See the plus2json git repository for details of plus2json commands.

Configuring the Protocol Verifier

This splits into the following main parts:

  • Specifying Job and Event Data Definitions

  • Configuring Runtime Parameters

  • Configuring the messaging fabric

For a visual overview of the configuration of the Protocol Verifier click here.

Specifying Job and Event Data Definitions

Each protocol monitored by the Protocol Verifier needs a Job Definition which specifies the behaviour (protocol) of a particular monitored task.
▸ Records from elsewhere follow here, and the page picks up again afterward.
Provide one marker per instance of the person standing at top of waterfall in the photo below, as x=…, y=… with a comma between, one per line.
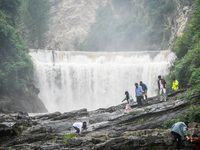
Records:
x=144, y=88
x=162, y=88
x=138, y=94
x=175, y=85
x=129, y=102
x=80, y=126
x=179, y=132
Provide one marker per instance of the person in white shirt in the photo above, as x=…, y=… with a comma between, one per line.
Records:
x=80, y=126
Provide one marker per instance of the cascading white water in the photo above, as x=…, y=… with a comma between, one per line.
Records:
x=74, y=80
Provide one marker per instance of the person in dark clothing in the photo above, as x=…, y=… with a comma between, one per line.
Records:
x=144, y=88
x=162, y=88
x=138, y=94
x=196, y=140
x=80, y=126
x=129, y=100
x=179, y=132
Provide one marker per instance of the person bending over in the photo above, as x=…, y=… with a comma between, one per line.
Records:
x=80, y=126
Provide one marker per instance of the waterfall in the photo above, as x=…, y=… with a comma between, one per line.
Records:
x=74, y=80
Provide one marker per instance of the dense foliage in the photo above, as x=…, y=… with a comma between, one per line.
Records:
x=186, y=69
x=123, y=26
x=35, y=14
x=16, y=67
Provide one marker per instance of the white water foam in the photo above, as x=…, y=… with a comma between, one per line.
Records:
x=75, y=80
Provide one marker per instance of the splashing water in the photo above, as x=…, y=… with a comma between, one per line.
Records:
x=74, y=80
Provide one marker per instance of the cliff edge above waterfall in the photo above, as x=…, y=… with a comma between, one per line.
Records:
x=108, y=128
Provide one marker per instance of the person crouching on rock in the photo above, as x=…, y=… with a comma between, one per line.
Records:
x=80, y=126
x=179, y=131
x=196, y=140
x=129, y=100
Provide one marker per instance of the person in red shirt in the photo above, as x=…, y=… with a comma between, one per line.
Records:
x=196, y=140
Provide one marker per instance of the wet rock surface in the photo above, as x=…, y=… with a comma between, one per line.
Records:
x=108, y=128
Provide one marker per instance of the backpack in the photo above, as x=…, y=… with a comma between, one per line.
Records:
x=131, y=101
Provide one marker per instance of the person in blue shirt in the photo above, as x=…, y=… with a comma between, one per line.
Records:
x=144, y=88
x=138, y=94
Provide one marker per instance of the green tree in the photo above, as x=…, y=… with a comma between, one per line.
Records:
x=16, y=68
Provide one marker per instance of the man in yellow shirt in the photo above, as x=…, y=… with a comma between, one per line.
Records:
x=175, y=85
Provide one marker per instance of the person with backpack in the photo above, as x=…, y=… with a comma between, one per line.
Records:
x=80, y=126
x=175, y=85
x=162, y=88
x=144, y=88
x=138, y=94
x=179, y=132
x=195, y=140
x=129, y=100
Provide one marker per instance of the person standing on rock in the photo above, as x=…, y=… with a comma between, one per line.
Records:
x=144, y=88
x=175, y=85
x=129, y=101
x=80, y=126
x=138, y=94
x=179, y=132
x=162, y=88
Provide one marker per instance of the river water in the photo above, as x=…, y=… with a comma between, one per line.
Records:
x=72, y=80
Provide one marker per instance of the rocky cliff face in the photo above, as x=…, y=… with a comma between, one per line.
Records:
x=23, y=103
x=71, y=21
x=108, y=128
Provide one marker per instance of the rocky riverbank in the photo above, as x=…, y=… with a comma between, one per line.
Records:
x=108, y=128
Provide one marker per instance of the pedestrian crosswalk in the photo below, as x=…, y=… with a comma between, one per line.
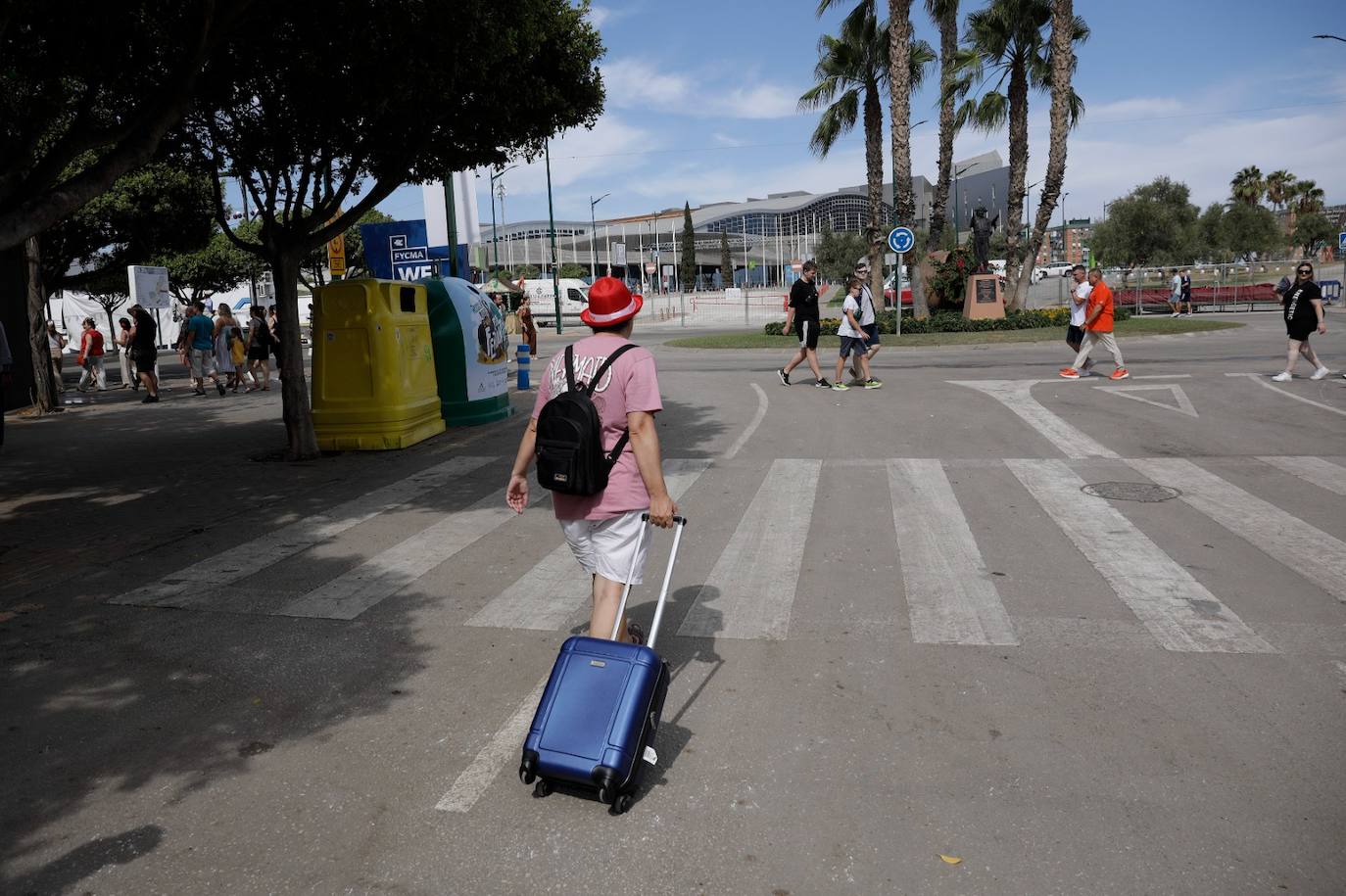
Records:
x=750, y=583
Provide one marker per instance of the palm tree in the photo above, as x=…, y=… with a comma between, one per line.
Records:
x=1061, y=58
x=1309, y=197
x=1248, y=186
x=1280, y=186
x=851, y=72
x=945, y=15
x=1007, y=57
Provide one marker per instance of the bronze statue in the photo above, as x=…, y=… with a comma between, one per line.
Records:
x=982, y=230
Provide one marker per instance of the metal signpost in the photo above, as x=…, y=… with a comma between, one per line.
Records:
x=900, y=241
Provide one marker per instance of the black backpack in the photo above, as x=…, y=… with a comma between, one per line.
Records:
x=569, y=435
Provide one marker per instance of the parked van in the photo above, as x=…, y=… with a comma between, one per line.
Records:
x=543, y=299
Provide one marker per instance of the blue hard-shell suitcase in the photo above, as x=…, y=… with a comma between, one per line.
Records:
x=601, y=709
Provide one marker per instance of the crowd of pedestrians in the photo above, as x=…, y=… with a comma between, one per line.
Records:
x=216, y=349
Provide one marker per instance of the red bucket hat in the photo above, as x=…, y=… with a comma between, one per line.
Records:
x=610, y=303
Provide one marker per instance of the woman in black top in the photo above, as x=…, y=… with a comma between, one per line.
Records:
x=144, y=352
x=1303, y=309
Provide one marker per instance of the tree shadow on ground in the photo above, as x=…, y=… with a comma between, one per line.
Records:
x=87, y=860
x=103, y=700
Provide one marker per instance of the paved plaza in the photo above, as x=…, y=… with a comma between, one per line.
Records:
x=979, y=632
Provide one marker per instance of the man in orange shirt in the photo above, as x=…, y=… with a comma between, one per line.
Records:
x=1097, y=330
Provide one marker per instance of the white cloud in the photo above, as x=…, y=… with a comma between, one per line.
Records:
x=634, y=83
x=1133, y=109
x=598, y=15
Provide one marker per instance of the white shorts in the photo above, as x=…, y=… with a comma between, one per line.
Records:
x=607, y=546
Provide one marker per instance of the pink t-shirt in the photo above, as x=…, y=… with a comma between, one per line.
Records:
x=630, y=384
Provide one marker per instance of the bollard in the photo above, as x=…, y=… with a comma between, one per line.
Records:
x=524, y=362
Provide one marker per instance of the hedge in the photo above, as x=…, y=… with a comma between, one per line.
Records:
x=949, y=322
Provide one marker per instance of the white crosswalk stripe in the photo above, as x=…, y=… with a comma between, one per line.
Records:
x=551, y=592
x=190, y=584
x=751, y=589
x=752, y=586
x=1313, y=470
x=949, y=593
x=1178, y=611
x=1288, y=540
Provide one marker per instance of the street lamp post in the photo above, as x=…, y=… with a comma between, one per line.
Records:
x=551, y=221
x=594, y=236
x=496, y=237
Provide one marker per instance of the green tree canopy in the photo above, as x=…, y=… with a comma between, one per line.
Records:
x=1314, y=230
x=1247, y=229
x=1152, y=225
x=838, y=252
x=89, y=92
x=313, y=158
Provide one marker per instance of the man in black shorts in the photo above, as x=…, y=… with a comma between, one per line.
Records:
x=803, y=316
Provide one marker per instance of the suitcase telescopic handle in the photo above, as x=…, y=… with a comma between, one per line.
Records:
x=680, y=521
x=668, y=576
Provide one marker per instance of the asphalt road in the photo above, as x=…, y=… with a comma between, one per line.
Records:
x=900, y=629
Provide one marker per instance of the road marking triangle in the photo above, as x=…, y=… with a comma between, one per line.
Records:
x=1182, y=402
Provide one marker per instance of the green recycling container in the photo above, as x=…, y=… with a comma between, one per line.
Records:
x=471, y=353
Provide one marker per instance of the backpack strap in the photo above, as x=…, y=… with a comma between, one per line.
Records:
x=598, y=375
x=589, y=391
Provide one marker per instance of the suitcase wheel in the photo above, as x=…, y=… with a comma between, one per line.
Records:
x=526, y=769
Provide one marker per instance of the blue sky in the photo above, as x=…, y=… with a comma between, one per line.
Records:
x=701, y=107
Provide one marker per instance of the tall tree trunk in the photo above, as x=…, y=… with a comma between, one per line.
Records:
x=874, y=171
x=1018, y=175
x=899, y=111
x=1062, y=68
x=43, y=386
x=294, y=385
x=938, y=209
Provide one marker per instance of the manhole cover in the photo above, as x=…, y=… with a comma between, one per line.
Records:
x=1130, y=492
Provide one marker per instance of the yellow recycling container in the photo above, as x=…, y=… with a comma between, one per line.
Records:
x=373, y=366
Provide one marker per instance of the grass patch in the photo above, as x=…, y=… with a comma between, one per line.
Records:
x=1133, y=327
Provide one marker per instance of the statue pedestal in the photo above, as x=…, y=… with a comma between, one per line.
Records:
x=985, y=298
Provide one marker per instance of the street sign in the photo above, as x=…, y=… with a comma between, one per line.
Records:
x=148, y=287
x=337, y=255
x=900, y=240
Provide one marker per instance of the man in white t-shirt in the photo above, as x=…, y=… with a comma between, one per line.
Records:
x=1079, y=302
x=852, y=338
x=868, y=324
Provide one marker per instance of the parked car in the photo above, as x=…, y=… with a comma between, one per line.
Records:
x=1055, y=269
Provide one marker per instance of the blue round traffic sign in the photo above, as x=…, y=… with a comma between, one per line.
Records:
x=900, y=240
Job definitions are defined in the PLUS language and edited/visualised with PlantUML.

The Protocol Verifier is data driven. It has no built-in knowledge of any particular protocol. Prior to running the Protocol Verifier for the first time, a runtime configuration file and job definition files need to be in place for the protocols being monitored. After this has been done initially, it needs to be repeated only to add or change the definitions of monitored jobs. The configuration for the protocol verifier is found in the deploy directory. This is loaded at start up and checked on a periodic basis for updates.

The structure of the deploy directory is shown here.

PLUS Job Definitions

Use PLUS to define jobs and produce runtime configuration.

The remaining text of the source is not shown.